Ich habe mich selbst mit klassischer Literatur beschäftigt, habe auch Literatur der Nachkriegszeit gelesen (vor allem Stefan Zweig und Heinrich Böll) und konnte nicht viel "nützliches" für den Islam mitnehmen.

Und auch philosophische Werke (in meinem Fall jetzt: Senaca, Kant, Schopenhauer und Nietzsche) haben sehr wenig mit dem Islam zu tun und helfen dir in diesem Punkt auch nicht weiter, sogar ganz im Gegenteil, die Philosophen vertreten viele Ansichten die gegen den Islam sprechen und Existenz Gottes als solches auch meistens ablehnen.

Unbedingt abraten würde ich von "Selbsterkenntnis-", "Achtsamkeits-", "Coaching" und "Selbstoptimierungs"-Literatur. Ich habe so einige "Selbstmanagement" Bücher durch und kann davon nur abraten, es ist absolute Zeitverschwendung und wurde auch meistens von sogenannten "Marketingexperten" und selbsternannten "Überlebenskünstlern" verfasst um ordentlich Geld von naiven Kunden (wie mir) einzusacken.
#4
Assalamu alaikum
BarakAllahu fiekum für die Antworten.
Allerdings ist mir noch eine weitere Frage eingefallen. Ich lese Bücher über die Selbsterkenntnis/Charakterstärkung/Philosophie usw NICHT weil ich glaube die Autoren würden mir die innere Seelenruhe vermitteln können oder weil ich glaube dass deren grundsätzliche Ideen der korrekten Lebensführung besser ist. Aber oft wenn ich diese Art von Büchern lese (egal ob Fiktion oder reale geschichten), kann ich daraus oft eine Lehre und Weisheit ziehen für meine eigene Lebensweise und im Hinblick auf meine Religion.

Zum Beispiel in einem Buch, das von Goethe handelt, wird eines seiner Zitate erwähnt. Er sagte nämlich mal, dass "Der Mensch, der nicht geschunden wird, wird nicht erzogen". Hier spricht er von dem Leid (also den Prüfungen) welches die Menschen in ihrem Leben erfahren, dass zwar im ersten Moment als schmerzhaft empfunden wird, aber in Wahrheit auch eine Art Heilung für die Seele ist und der mensch durch dieses leid geformt und weiser wird. So heißt es ja auch im quran sinngemäß: der mensch begegnet vielen schmerzvollen Prüfungen, die letztenendes doch dafür sorgen, dass seine Seele dadurch geläutert wird und standhafter.

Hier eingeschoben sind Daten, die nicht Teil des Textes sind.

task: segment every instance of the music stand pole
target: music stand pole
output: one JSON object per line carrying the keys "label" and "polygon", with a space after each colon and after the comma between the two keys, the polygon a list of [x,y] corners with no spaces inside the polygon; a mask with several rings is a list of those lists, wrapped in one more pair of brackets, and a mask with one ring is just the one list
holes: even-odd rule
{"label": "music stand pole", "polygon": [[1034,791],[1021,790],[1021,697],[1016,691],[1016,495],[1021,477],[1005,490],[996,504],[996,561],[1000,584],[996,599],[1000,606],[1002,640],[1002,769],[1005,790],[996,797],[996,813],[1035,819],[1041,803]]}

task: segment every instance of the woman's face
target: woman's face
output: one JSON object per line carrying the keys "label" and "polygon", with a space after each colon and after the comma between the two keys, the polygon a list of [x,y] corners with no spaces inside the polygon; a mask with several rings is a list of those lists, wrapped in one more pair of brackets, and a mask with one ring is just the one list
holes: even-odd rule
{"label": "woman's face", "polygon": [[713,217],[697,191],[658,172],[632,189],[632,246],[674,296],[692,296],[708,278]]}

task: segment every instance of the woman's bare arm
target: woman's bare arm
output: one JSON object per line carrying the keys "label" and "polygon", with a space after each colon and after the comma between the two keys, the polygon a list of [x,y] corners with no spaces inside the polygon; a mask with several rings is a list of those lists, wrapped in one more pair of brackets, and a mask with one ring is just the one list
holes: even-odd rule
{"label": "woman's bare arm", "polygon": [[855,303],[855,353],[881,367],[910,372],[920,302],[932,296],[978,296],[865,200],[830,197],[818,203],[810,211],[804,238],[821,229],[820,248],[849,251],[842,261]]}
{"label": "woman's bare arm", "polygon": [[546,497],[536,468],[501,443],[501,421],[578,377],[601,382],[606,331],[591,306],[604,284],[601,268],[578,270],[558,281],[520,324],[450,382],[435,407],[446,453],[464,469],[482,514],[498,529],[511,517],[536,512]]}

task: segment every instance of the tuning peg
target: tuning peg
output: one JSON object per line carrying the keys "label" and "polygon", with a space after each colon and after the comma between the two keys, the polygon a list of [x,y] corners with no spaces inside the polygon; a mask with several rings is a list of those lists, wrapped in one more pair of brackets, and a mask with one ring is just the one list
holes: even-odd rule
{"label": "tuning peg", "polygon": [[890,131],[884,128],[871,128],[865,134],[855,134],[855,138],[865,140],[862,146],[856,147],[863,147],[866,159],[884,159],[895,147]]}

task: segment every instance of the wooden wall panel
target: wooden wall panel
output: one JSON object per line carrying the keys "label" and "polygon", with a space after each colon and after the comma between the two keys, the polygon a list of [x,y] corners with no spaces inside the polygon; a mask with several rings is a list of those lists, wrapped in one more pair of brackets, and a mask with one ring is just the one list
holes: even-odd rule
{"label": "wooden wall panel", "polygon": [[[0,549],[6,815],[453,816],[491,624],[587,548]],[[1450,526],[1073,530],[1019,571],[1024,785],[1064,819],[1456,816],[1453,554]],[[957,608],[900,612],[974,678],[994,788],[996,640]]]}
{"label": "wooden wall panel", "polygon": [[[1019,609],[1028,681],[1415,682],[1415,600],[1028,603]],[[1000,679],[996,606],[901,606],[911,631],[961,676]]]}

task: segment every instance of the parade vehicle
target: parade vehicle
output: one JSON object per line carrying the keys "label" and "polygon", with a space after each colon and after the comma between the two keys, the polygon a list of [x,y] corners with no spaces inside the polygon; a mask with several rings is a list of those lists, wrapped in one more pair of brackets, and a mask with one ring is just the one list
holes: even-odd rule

Ich hoffe ihr versteht was ich damit meine, wenn ich sage dass ich, wenn ich diese Bücher lese, in Wirklichkeit einfach nur die Aussagen herausfiltere die ich für die Verbesserung meines Charakters und meines Verständnis von der Welt gebrauchen kann und natürlich auch in Übereinstimmung mit dem islam sind.